All eyes being turned their way, de Spain’s attention as well was drawn toward them. The man was powerful in stature, and rather too heavy, but straight as an Indian. His small, reddish face was tanned by the sun and wind, and his manner as he stood with arms akimbo, his hands resting on his belt, facing his partner and talking to her, had the confidence of a man at ease with women. From the handsome hat which, as he turned to his partner for the dance, he sent spinning toward a table beside the piano, the soft brown shirt and flowing tie, down to the small, high-heeled and spurred boots, he wore the distinctive cowboy rig of the mountains, even to the heavy hip-holster, in which his revolver was slung.

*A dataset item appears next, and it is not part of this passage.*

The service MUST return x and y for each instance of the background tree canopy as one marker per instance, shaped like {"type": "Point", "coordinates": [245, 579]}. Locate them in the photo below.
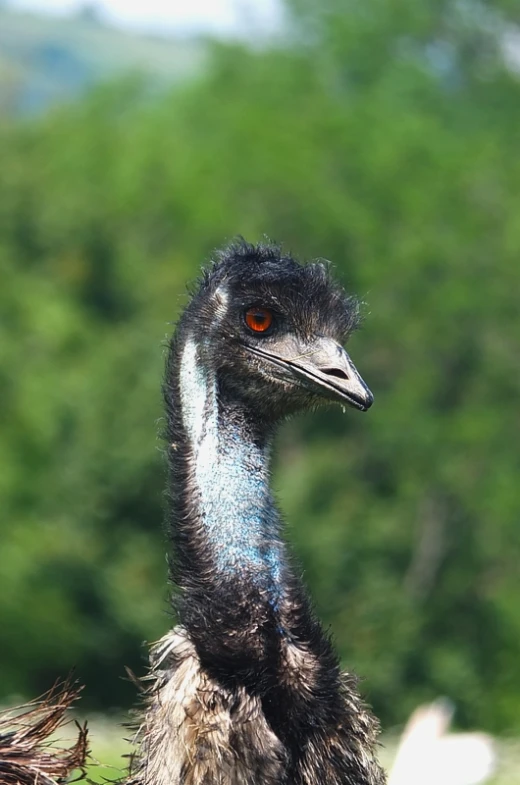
{"type": "Point", "coordinates": [383, 136]}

He was, in fact, rather too smartly dressed, too confident in manner to please de Spain, who was in no mood to be pleased anyway, and who could conceive a dislike for a man the instant he set eyes on him–and a liking as quickly. He seemed to recall, too, that this particular fellow had crowed the loudest when he himself forfeited the shooting-match earlier in the day.
But de Spain, unamiable as he now was, looked with unconcealed interest at the man’s dancing partner. She, too, was browned by the mountain sun and air–a slight, erect girl, her head well set, and a delicate waist-line above a belted brown skirt, which just reached the tops of her small, high, tan riding-boots. She wore a soft, French-gray Stetson hat. Her dark-brown hair was deftly hidden under it, but troublesome ringlets strayed about her ears as if she had not seen a glass for hours, and these, standing first with one hand and then the other laid against her leather belt, she put up into place, and as if not wholly at ease with her surroundings. Instead of looking at her partner, who talked to her while waiting, her eyes, noticeably pretty, wandered about the platform, resting at moments on the closely drawn lines of spectators. They reflected in their unrest the dissatisfied expression of her face. A talkative woman standing just in front of de Spain, told a companion that the man was Gale Morgan, a nephew of Satterlee, laziest of the Morgans. De Spain, who never had to look twice at any woman, at once recognized in the dancing partner the little Music Mountain girl who had been his undoing at the target; the woman added that Nan was, in some hazy degree, Gale’s cousin.